AVC: This show has its serialized elements, but it’s not nearly as serialized as something like Battlestar or 24. How do you feel about that more procedural aspect of the show?
KS: It’s been hard. It’s been an adjustment for me. I think that I’ve grown up on TV in serialized television. I’ve never done procedural work, so it has been difficult for me. I try to wrap my brain around how we could possibly wrap up a story every episode. How is it possible to be so good that we know who the killer is immediately? It’s been difficult, but the writers are great with giving us a little bit of the serialized content to keep the actors and the audience interested, and hopefully, it will just continue.
AVC: One of your first big jobs was on The Education Of Max Bickford with Richard Dreyfuss. You were really young at the time, and that had an all-star cast. How did you handle that?
KS: Actually, my first series [The Fearing Mind] was right before that, and even though we only made it for nine episodes, and it was on Fox Family, it was really nice to know how things worked before I ended up on The Education Of Max Bickford. When I got the role for Max Bickford, I was 20 years old. I had done a series for a year when I was 19, but I’d never been to New York before. I mean, I’d never even visited New York before, and all of a sudden I was moving there, and it was just a complete shock for me and my senses. My best girlfriend was from there, though, so I had family there if I needed them, but it was amazing. I learned so much, and I wish that I could go back and say to my little 20-year-old self, “You’re working with Peter O’Toole and Eli Wallach and Marcia Gay Harden and Ann Jackson and Richard Dreyfuss. You’re working with these people. Wake the fuck up!” [Laughs.] But I was 20. I was like, “Whatever. It’s fine.”

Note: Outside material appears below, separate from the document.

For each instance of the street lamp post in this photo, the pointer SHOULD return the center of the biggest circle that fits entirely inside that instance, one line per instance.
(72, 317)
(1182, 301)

You know what’s so funny about that though, is that Patrick Fabian played my father, Max Bickford’s, best friend in it, and he was just on Longmire. And then the guy who plays my husband on Longmire, Michael Mosley, who was in Pan Am, his first job ever was in Max Bickford. So it’s kind of interesting.
I think that after you work with that caliber of actor, everything seems easy after that. I got broken in and didn’t realize what I had in front of me, but at the same time I took all the lessons from them and took it into my next job, which was with Eddie [Edward James Olmos] and Mary [McDonnell], and thank God I had the experience I had from Max Bickford to go into Battlestar. When I took Battlestar, I was the youngest one, but I felt coming out of Max Bickford, “I can do anything. [Laughs.] I just worked with probably the heaviest hitters I’m ever going to work with in my entire life.” So it was pretty cool. It was great.
It’s been weird though. I’ve grown up on television. People still call me the little chubby girl from Max Bickford. [Laughs.] I’m like, “I was 20 years old! Give me a goddamn break!” [Laughs.]